Wallace already has a full schedule, but when she took the job and moved to New Hampshire, she was also seeking a home for the NAWBL, which has four teams in its New England Division, one of which she plays for.

Stabile welcomed the NAWBL to Holman; his wife played baseball and he knows women have few opportunities in the sport. It was also clear to him how serious Wallace is about the league.

A test in college
It was after her sophomore year of high school that Wallace first realized people didn't want her playing baseball. But she was young and undaunted. She decided to transfer after a former coach took a job at a neighboring high school and invited her there. After months of resistance that required a civil rights lawyer to overcome, Wallace made the switch in time to play varsity baseball her senior year.

That season, that fight, was enough, Wallace thought. She had a bad shoulder that required surgery, she was going to be a freshman at Tulane, and she wanted to be a lawyer. No more baseball, she said. Time to move on.

But after having the surgery, Wallace changed her mind. She wanted to play but knew Division 1 was out of the question. So she transferred to the University of the South in Sewanee, Tenn., a Division 3 school. She made the baseball team (and the equestrian team) but soon realized she wasn't welcome.

``It was a really tough experience," Wallace said. ``It was a very conservative environment. At South, guys wear coat and tie to class, girls wear Sunday dress. It's a neat place, but they did not want a girl on their baseball team. They made that perfectly clear."

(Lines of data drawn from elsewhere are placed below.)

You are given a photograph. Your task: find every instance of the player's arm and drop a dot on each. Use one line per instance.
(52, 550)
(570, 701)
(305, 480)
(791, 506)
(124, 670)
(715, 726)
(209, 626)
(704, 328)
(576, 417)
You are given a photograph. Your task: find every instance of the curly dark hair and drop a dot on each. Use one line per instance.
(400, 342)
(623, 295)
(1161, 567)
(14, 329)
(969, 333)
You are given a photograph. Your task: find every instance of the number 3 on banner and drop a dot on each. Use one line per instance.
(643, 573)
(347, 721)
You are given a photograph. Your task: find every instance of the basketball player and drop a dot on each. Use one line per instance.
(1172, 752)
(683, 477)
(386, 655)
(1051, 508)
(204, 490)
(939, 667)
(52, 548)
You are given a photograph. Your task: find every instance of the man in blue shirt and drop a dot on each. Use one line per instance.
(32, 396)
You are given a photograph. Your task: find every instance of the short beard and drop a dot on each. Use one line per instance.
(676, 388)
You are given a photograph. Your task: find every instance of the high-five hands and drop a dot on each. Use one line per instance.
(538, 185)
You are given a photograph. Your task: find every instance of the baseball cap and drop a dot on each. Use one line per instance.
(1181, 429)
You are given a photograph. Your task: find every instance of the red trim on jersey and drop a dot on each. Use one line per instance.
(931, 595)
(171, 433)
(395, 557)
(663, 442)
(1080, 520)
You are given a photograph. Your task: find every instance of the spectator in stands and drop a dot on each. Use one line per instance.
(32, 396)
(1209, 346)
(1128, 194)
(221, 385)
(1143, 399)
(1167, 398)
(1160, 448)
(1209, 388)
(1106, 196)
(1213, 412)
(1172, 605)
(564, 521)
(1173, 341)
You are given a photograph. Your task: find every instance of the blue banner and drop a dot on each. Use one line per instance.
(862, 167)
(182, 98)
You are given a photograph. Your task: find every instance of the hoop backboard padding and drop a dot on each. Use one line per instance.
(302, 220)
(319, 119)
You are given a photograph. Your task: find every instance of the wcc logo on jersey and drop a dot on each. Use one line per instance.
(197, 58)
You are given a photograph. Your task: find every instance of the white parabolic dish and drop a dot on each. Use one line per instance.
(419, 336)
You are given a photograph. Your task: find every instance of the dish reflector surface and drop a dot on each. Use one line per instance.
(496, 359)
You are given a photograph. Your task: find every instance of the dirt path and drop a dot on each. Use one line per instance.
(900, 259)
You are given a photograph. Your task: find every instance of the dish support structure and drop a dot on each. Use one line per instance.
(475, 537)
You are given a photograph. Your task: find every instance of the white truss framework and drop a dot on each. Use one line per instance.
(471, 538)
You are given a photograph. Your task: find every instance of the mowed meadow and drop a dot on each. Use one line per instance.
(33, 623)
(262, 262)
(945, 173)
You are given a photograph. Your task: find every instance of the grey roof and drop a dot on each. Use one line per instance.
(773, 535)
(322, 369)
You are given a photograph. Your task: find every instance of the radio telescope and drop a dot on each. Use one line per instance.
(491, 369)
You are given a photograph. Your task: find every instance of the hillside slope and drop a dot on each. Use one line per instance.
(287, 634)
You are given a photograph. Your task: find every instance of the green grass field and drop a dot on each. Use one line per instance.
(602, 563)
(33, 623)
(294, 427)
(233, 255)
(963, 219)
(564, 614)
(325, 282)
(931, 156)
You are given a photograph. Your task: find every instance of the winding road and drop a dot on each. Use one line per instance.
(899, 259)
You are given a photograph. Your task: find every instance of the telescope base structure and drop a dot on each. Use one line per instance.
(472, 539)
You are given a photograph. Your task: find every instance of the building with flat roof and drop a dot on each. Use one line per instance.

Her teammates sent subtle messages to that effect. They refused to partner with her for warmup drills and ignored her on the bench during games. The subtlety turned blatant, and scary, when one teammate threatened Wallace.

``They told her, `You better watch your back,' " Linda Wallace recalled with tears in her eyes. ``They said they were out to get her, that they were going to throw at her head. That was when I took her out. Enough."

So Wallace went back to Tulane and played club baseball, unaware that there were other women out there who were playing the game at higher levels. After college, Wallace heard about the New England Women's Baseball League, which was based in Boston. She packed her car, moved to Boston, and joined. The league folded in 2002, but in 2003, Nick Lopardo, owner of the Can-Am League's North Shore Spirit, agreed to fund the NAWBL.

After the league's first year, Lopardo asked Wallace to be its director, a job she took without hesitation. That led to an assistant GM spot with the Spirit in 2005. When she left the Spirit earlier this year to take the bar exam, she thought, finally, she was done with baseball. But some habits, Wallace said, are tough to shake.

``My whole life, I thought I was the only one who had encountered these difficulties," Wallace said, ``that I was the only girl that wanted to play baseball. After I found women's baseball I realized there's so many young girls who have the same dream, who are still encountering these same difficulties, and today, 10 years later, are still fighting.

``When I'm in the women's league now, and see a young girl who's trying to play high school baseball, and she wins the battle, it's so rewarding. It's the best feeling in the world. It was worth everything I went through if I made even one step easier for her."